By one unofficial estimate, 10 million people were lost in the administrative chaos.  Even those who did vote, did so without really knowing what they were voting for.

Up until the last minute there were swing voters who were in limbo, because they were ignorant about the whole process, whether by skepticism or because through the lack of information.

Forty-four parties, and hundreds of candidates for three legislatures (or two in the case of Jakarta) plus the “Senate”, which is the DPD, was a lot of necessary information to take in.
What is the bottom line? The positive perspective is that the elections have happened, and they happened on time.

They have yielded results which are reasonably logical, and the results are disputed, but with a great deal of caution and maturity from the important players. At the end of the day, people will move on.

That incidentally would be the wrong thing to do, just moving on. Because mistakes, such as the ones committed by the KPU, cannot be tolerated in the next election.
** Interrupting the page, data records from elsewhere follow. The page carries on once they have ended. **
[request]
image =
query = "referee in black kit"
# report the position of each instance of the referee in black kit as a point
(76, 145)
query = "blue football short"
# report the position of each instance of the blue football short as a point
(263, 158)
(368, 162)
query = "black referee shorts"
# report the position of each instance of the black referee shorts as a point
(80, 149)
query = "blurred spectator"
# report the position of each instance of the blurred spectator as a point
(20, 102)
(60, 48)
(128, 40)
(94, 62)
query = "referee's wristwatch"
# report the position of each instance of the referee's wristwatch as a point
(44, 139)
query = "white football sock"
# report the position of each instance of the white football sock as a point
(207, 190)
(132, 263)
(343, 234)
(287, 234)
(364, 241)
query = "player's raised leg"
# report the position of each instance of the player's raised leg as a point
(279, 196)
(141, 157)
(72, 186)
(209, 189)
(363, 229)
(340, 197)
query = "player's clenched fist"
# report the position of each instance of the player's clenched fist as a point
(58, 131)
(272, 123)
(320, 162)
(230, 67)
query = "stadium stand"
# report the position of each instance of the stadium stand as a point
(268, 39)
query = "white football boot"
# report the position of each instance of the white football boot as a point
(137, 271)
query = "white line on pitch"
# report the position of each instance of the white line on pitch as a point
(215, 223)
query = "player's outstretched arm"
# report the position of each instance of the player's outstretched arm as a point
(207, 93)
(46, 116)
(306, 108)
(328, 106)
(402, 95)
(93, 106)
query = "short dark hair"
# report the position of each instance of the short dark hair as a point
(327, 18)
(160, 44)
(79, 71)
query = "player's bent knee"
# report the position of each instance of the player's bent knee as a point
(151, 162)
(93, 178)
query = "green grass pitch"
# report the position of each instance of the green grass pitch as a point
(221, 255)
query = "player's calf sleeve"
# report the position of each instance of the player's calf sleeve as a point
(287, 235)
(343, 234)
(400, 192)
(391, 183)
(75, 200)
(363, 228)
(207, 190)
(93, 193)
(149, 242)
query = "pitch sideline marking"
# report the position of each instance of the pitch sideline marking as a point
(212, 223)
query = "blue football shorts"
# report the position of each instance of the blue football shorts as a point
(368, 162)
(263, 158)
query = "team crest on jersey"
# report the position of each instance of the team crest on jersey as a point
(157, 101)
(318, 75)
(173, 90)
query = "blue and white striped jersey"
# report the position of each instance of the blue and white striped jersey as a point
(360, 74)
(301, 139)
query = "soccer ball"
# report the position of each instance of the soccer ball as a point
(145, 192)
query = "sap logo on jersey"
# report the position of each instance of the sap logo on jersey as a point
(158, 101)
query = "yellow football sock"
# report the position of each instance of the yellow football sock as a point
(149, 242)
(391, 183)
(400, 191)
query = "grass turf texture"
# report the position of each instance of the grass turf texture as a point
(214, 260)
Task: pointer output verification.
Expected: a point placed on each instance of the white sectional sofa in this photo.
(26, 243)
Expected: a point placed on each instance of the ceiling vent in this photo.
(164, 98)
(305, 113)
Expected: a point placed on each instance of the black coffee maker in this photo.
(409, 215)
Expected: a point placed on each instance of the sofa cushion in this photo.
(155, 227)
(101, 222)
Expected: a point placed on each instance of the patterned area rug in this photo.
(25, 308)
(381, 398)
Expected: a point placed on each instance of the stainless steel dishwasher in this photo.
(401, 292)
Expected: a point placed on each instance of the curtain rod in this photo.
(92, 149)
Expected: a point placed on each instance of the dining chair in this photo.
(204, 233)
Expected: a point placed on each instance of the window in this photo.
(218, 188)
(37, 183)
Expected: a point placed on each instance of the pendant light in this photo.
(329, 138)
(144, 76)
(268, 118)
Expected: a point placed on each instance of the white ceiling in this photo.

The KPU would have to be overseen by a board of citizens of impeccable integrity.

How to translate the positives into action and how to translate the negatives into improvements; that is the golden rule of progress.  

A lack of competence caused the elections to get a C grade, but Indonesian democracy still gets an A. Belaboring the mistakes could distract the nation from its determination to forge on, muddle on, keeping our heads high and rising to the next challenge.  

Let us make sure we do not repeat the mistake of appointing incompetents to the most important tasks in the country.  

There should be as much care in appointing the KPU as there is in appointing boards of state corporations and agencies of monetary authority. Yet who ever gave much thought to the selection of the KPU?

To be sure, the KPU are not the only incompetent body. The government is incompetent. The courts are incompetent. The legislature is incompetent. And in those bodies, incompetence is mixed with ill intentions.  Not so in the KPU, but they are in an intensely focused public spotlight. They are the Kirov Ballet with a third-class cast. But at least the failure is not so much in “doing the right thing” as in “doing things right”, which is the lesser of the
two evils.

The writer is a political commentator.